The nominal response time of the device (enable path disconnection) is ≤ 12 ms. This is the time from the disconnection of the safety input (such as the opening of the emergency stop contact) to the actual opening of the output contact. When designing a safe distance (such as the distance from a light curtain to a hazard source), engineers must accumulate this time with sensor response time, actuator action time, and controller delay.

Calculation formula:

T total=T sensor+TRLY three+T contactor+T braking 

T total=T sensor+T RLY3+T contactor+T braking

Example: Assuming an emergency stop sensor response time of 5 ms, RLY3-EMSS300 maximum of 12 ms, contactor release time of 20 ms, and braking time of 50 ms, the total shutdown time is approximately 87 ms. According to ISO 13855, the safety distance

S=K×T+C

S=K × T+C, where K=1600 mm/s, then S ≥ 1600 × 0.087+C ≈ 139 mm+C. This value needs to be compared with the specific application.

5.4 Effects of Test Pulses

Test pulse width of 2 ms with an interval of 40 ms. These pulses appear on T1/T2/T3 and may be mistaken for signal jitter by some fast response electronic sensors. For electromechanical contact sensors (emergency stop, door switch), a 2 ms pulse will not cause contact misoperation because the bounce time of mechanical contacts is usually greater than 2 ms. If a solid-state output safety light curtain is connected, it is necessary to confirm whether its output can tolerate test pulses, otherwise cross circuit detection should be disabled (changed to single channel or use pulse free power supply).

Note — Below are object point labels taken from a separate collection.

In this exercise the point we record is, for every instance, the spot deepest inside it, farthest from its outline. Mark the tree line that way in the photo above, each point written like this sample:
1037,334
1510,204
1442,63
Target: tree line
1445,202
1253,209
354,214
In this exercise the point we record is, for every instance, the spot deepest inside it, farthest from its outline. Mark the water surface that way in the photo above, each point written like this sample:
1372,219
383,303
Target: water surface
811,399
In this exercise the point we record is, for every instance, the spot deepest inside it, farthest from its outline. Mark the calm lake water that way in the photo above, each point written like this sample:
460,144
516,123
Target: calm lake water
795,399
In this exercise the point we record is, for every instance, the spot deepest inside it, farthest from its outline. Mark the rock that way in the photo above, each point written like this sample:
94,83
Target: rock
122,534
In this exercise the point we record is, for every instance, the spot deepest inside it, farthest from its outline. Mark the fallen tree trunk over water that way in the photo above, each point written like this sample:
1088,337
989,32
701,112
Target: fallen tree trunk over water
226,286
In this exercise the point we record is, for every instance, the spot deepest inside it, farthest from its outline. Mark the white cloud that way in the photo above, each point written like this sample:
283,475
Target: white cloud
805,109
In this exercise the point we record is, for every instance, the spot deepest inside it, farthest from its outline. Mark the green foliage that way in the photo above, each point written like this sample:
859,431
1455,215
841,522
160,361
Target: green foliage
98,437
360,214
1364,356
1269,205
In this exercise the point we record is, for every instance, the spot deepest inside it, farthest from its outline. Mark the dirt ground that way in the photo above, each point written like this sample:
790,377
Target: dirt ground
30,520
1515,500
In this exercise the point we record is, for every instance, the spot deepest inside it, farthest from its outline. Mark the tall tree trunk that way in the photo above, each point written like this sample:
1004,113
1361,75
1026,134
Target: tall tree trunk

Certification, Standards, and Compliance

RLY3-EMSS300 holds the following important certifications to ensure its availability in major global markets:

EU Declaration of Conformity (CE)

UK Declaration of Conformity (UKCA)

ACMA Declaration of Conformity (Australia)

CULus Certificate (North America)

CCC Certificate (China)

UK Type Examination Approval

China RoHS Compliance

Its electromagnetic compatibility complies with IEC 61000-6-4 (emission), IEC 61326-3-1 (immunity, industrial applications), IEC 61000-6-2, and IEC 60947-5-1. Users can integrate into standard industrial environments without the need for additional EMC testing.

Alternative and selection suggestions

When encountering equipment replacement or new project selection, attention should be paid to:

RLY3-EMSS300 has a single width of 18mm, which can save control cabinet space.

If the application requires independent manual reset and EDM to coexist, please choose other SICK models (such as RLY3-OSSD series).

If the safety sensor is of OSSD output type (such as light curtain), RLY3-EMSS300 is not suitable because its input requires passive contacts. At this time, RLY3-OSSD or UE series should be selected.

The attachment information can be found at www.sick.com/ReLy.

Maintenance and lifespan management

Despite the device's task time of up to 20 years, regular functional testing is still required:

Trigger each safety function at least once a month (press emergency stop, open protective door), confirm that the safety output is reliably disconnected and the reset logic is normal.

Check the LED indicator lights to ensure there are no abnormal flashes.

Measure the contact resistance of the safety output contacts with a multimeter once a year. If it exceeds 100 m Ω and the switching frequency is high, preventive replacement should be considered.

For outputs directly connected to inductive loads (contactor coils), freewheeling diodes or surge suppressors should be connected in parallel at both ends of the load to extend the contact life.